Three Cheers for Divorce

00 Vladimir Putin. Russia. wedding. 12.06


Divorce is never a happy occasion… except when it is. Moan about traditional values all you like, but the truth is, the announcement that Vladimir Putin and his wife, Lyudmila, were separating was a win for both family and common sense. Despite Putin’s carefully scripted public persona, it’s been obvious for years that the first couple was no longer a couple per se. It wasn’t even tabloid rumours of extramarital dalliances that were so disconcerting, it was the sheer awkwardness of seeing a man and woman forced to pretend they were still husband and wife. It reminded one of the waning years of Charles and Diana, minus the tiaras and paparazzi chases. The Putins’ decision to divorce is extraordinary for Russia. Not since Peter the Great has a Russian leader decided to publicly admit that he and his wife were separating. The Romanovs slogged on in unhappy marriages. The Soviets slogged on. It was done for decorum, for politics, for duty. In that sense, a “civilised divorce”, as Lyudmila herself put it, is quite new and refreshing.
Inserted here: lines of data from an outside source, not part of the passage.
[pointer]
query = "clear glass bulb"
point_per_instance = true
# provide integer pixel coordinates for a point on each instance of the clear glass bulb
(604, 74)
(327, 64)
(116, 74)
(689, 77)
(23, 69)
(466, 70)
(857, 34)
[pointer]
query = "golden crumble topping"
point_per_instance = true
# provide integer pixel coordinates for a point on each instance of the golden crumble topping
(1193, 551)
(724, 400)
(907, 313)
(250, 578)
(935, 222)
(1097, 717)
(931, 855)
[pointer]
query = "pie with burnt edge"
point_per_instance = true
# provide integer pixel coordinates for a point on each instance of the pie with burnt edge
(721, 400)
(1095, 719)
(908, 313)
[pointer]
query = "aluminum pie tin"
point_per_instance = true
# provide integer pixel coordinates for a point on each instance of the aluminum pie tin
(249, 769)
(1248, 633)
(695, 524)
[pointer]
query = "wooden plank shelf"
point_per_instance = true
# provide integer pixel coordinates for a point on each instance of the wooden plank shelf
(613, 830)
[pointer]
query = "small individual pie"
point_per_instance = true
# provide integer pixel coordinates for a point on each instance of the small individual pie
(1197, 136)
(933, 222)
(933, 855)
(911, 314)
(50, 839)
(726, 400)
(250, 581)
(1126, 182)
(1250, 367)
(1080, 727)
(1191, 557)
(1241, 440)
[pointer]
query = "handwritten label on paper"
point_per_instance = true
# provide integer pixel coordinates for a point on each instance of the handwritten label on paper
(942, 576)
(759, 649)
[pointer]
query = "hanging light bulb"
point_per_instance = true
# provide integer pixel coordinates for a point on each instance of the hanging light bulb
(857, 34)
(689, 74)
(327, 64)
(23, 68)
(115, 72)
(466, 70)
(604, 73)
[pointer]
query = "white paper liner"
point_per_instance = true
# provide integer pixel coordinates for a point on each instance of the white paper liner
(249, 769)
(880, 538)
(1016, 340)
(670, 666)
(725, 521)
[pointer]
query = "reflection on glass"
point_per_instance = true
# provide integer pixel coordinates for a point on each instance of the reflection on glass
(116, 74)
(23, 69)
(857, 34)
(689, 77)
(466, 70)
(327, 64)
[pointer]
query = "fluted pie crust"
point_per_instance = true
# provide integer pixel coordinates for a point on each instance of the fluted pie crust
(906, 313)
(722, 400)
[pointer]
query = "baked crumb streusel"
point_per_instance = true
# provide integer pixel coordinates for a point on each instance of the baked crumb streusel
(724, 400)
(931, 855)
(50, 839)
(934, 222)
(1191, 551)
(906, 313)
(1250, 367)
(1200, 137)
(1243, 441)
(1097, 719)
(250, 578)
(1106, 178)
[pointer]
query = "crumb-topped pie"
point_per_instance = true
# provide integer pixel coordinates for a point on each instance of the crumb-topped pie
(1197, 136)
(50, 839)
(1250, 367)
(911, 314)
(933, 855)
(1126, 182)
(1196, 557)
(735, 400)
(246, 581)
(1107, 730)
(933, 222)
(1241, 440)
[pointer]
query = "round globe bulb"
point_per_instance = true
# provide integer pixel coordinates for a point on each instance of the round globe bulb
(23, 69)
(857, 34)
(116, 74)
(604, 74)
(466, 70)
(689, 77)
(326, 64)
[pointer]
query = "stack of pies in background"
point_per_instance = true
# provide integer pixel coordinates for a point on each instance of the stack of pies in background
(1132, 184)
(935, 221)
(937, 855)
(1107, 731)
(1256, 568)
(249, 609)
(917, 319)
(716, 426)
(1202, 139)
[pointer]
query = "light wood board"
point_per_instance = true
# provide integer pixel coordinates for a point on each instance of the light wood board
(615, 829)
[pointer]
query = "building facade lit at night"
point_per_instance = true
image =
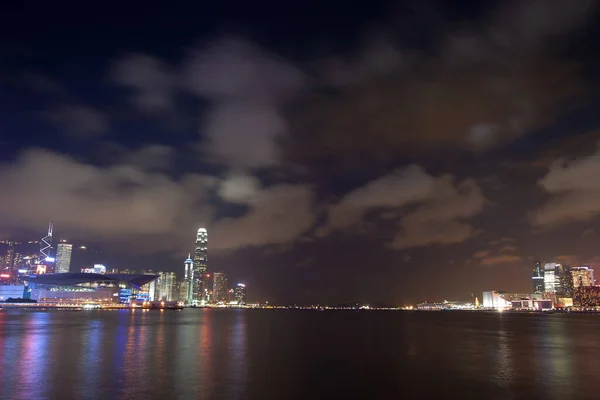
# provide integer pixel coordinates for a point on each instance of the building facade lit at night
(188, 280)
(63, 257)
(240, 294)
(219, 287)
(552, 277)
(582, 276)
(200, 291)
(538, 278)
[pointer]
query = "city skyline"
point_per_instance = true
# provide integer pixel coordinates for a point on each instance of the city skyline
(404, 151)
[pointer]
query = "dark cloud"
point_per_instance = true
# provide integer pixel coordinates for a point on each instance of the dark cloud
(111, 203)
(501, 259)
(153, 81)
(277, 215)
(480, 88)
(247, 88)
(80, 120)
(438, 219)
(574, 190)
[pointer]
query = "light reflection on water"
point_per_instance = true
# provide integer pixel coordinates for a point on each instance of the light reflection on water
(254, 354)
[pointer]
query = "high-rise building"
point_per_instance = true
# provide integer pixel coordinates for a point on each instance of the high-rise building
(63, 257)
(538, 278)
(582, 276)
(188, 280)
(219, 287)
(566, 281)
(552, 277)
(165, 286)
(46, 245)
(200, 266)
(17, 261)
(9, 255)
(240, 294)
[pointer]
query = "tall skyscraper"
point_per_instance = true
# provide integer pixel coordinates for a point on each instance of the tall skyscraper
(46, 245)
(566, 281)
(552, 277)
(188, 280)
(200, 265)
(9, 255)
(165, 286)
(538, 278)
(219, 287)
(63, 257)
(582, 276)
(240, 293)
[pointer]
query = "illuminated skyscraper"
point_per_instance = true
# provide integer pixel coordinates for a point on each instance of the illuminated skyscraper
(219, 287)
(46, 245)
(188, 280)
(552, 277)
(200, 266)
(240, 294)
(538, 278)
(9, 255)
(165, 286)
(63, 257)
(582, 276)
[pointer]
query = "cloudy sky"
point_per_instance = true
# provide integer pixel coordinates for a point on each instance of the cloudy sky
(382, 151)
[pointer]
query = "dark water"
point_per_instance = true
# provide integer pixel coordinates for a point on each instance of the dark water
(264, 354)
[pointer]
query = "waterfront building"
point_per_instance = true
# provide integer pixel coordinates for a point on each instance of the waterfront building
(495, 299)
(566, 281)
(188, 280)
(219, 287)
(582, 276)
(240, 294)
(165, 286)
(63, 257)
(200, 266)
(46, 245)
(586, 296)
(9, 255)
(82, 288)
(538, 278)
(552, 272)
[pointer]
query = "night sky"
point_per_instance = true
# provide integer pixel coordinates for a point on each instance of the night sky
(349, 152)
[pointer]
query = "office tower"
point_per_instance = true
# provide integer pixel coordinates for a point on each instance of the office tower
(551, 277)
(63, 257)
(165, 286)
(219, 287)
(17, 261)
(566, 281)
(99, 269)
(200, 265)
(538, 278)
(582, 276)
(46, 245)
(240, 293)
(188, 280)
(9, 255)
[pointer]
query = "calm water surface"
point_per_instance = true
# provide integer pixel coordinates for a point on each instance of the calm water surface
(267, 354)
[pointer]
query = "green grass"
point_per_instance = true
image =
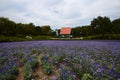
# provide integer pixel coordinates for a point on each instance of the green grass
(16, 38)
(104, 37)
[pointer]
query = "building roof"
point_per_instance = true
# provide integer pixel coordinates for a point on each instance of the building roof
(65, 30)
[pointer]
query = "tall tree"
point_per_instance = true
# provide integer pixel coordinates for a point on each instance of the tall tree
(101, 25)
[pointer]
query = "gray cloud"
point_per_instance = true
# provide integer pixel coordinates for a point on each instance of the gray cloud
(58, 13)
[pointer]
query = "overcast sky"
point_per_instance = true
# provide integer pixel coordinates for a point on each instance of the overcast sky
(58, 13)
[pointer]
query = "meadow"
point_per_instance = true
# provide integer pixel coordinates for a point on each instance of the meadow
(60, 60)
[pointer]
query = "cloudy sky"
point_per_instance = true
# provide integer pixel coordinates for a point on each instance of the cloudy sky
(58, 13)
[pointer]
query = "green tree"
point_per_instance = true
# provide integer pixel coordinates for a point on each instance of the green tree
(101, 25)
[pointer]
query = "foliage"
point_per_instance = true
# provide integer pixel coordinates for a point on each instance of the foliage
(46, 65)
(27, 71)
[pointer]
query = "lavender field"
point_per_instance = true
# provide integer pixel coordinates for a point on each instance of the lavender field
(60, 60)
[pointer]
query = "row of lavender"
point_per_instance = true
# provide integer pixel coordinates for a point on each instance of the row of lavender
(95, 60)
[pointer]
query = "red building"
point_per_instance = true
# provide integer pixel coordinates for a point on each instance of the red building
(65, 32)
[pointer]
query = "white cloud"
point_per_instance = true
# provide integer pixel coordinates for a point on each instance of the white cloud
(58, 13)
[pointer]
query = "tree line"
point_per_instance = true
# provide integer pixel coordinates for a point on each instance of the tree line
(10, 28)
(98, 26)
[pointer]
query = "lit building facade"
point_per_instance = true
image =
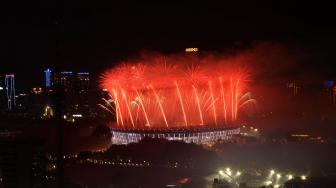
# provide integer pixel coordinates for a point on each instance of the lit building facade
(10, 91)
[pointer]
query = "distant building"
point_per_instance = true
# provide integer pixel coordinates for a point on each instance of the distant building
(2, 93)
(10, 90)
(22, 163)
(48, 78)
(65, 80)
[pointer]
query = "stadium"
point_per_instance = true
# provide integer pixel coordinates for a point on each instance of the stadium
(191, 135)
(193, 99)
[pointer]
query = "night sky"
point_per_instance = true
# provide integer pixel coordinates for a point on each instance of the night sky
(92, 36)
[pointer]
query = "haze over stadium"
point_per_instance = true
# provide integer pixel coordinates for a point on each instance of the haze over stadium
(176, 91)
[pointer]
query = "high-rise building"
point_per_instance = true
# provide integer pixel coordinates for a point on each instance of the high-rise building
(10, 90)
(65, 79)
(47, 78)
(2, 93)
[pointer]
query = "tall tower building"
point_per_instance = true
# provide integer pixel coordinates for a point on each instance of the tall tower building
(66, 80)
(10, 90)
(47, 78)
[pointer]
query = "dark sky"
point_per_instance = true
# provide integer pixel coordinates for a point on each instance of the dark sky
(92, 36)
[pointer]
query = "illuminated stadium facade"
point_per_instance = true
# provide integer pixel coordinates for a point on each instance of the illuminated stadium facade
(192, 99)
(190, 135)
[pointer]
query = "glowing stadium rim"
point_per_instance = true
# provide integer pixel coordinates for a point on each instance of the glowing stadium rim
(197, 135)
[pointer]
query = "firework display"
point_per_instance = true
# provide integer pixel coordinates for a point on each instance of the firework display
(175, 92)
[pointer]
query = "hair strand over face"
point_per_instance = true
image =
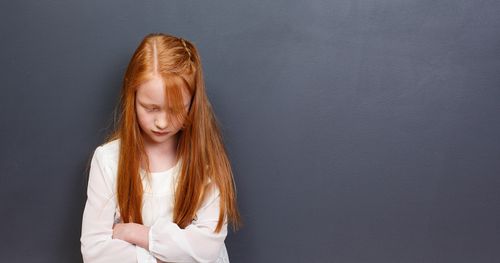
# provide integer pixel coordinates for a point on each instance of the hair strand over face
(205, 163)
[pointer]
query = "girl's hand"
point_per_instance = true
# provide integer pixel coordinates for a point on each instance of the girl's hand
(122, 231)
(133, 233)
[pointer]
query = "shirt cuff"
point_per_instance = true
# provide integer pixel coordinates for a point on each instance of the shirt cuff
(143, 256)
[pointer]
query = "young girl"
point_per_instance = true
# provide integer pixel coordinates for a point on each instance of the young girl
(161, 187)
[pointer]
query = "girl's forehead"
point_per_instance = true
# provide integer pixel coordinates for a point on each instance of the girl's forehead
(153, 91)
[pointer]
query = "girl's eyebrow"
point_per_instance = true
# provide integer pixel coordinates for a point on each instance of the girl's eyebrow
(156, 105)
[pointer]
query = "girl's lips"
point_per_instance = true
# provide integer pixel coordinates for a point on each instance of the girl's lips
(160, 133)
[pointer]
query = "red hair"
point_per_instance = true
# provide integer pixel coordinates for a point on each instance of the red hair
(200, 146)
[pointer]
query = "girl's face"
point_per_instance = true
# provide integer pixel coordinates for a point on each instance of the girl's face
(152, 113)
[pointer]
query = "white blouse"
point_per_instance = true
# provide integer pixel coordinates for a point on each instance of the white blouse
(167, 242)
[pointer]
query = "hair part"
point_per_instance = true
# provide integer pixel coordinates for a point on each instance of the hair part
(200, 145)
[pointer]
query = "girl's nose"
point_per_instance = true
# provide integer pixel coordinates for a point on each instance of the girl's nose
(161, 123)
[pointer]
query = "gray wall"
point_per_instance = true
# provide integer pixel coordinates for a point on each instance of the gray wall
(359, 131)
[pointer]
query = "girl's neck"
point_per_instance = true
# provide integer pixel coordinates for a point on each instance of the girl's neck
(165, 149)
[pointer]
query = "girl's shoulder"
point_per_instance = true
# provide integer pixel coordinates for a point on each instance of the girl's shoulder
(108, 152)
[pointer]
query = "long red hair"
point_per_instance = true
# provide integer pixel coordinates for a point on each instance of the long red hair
(200, 145)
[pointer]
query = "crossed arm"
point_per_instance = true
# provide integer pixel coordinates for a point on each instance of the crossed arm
(104, 241)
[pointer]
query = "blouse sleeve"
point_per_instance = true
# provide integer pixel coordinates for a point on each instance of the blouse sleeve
(197, 242)
(97, 244)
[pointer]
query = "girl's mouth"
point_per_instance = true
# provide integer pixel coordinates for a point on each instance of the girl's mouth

All the information about Lyudmila Putina that could be found in the public domain strongly hinted that she wasn’t the kind of woman who had strong ambitions to be first lady… that for her the role was a tremendous burden. Many Russian observers noted that during the televised divorce announcement, Lyudmila for the first time looked happy to be in the spotlight. She looked confident. She looked relieved. Despite looking officious and reserved, Putin also displayed a new, rare kind of emotion. In those few minutes, he appeared to let his guard down and become a man who can display genuine emotion for his wife in a public setting… who can allow himself a single, blink-and-you’ll-miss-it moment of vulnerability. There was affection in his face, and weariness, and relief. Even though the television interview had obviously been staged, there was something going on between the first couple that couldn’t be faked. They were finally moving on with their lives, whatever arguments they had seemed to be over. Whatever resentments still existed suddenly seemed redundant.

Naturally, the move will also score political points for the Russian president. Even his fiercest critics are likely to find little fault with his decision to separate from his wife. In general, Russians tend to have a philosophical view of divorce. It’s rarely seen as a devastating failure, more like a chance to move on with your life. The people who invite scorn and pity are the ones who stick it out in unhappy marriages, whilst the ones who divorce are frequently held up as just a little more courageous. It’s not that divorce is romanticised in Russia. Rather, marriage isn’t romanticised.

There are many different reasons for this distinct lack of the marriage myth, the kind that dictates that your wedding should be “the best day of your life” and so on. Both the lack of an enormous wedding industry and various devastating wars play a major role here. When you’re living an unpredictable existence in a nation used to major social upheaval, you try not to plan too far ahead. As such, most Russians allow themselves to be cautiously optimistic about marriage, and, certainly, tend to admire couples that manage to work it out, i.e. stay together and be relatively happy about it. A lot of these people are going to look at Putin’s divorce and believe that it’s humanised him. It’s made him just one of the guys. His kids are grown. He loves his dogs. He has a lot of work to get lost in, now that his marriage is officially over and there’s no point in pretending. It’s at once a clever political trick and a genuine step forward… a rare moment of when the personal and political collide to create something worth quietly cheering for.